Since that JManc discussion AWS have released a fix to that performance issue. But it's a great example of how you may have to accept the tradeoff of not being able to build exactly what you want in the way you want in order to get the benefits of the serviceful approach.

It's also a great example of why I'd recommend AWS for Serviceful/utility hosting. The speed at which they iterate and improve based on customer feedback is startling.

Commit to learning

This is a relatively new way of making systems and pushes you into less familiar approaches. If you start down this road you should make a point of introducing protected time for individual and group learning. We definitely missed a trick here and it took longer than necessary to get good at this.

You should have protected learning time anyway but especially while you introduce something so new to everyone.

One of the things that helped fantastically was the team's practice of preferring to mob on work. That's helped keep everyone moving their understanding along at the same rate.

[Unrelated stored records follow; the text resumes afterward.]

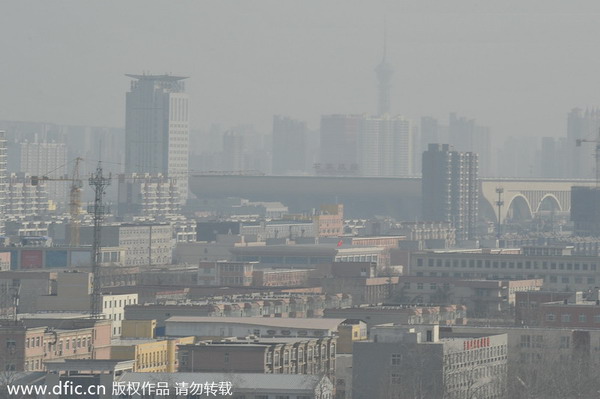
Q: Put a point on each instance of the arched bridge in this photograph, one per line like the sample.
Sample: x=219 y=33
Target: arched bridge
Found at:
x=527 y=196
x=391 y=196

The next steps the team needs to take are to start to formalise and describe some of what we did so that other teams can start to take advantage of it.

This is forking awesome

We're doing more, with fewer people, at greater value, and lower cost. And it's been a genuinely joyful process.

I'm more than happy to stick my flag in the ground and repeat from above that serviceful systems are more than mature enough and more than valuable enough that you should have to justify why you're not using them.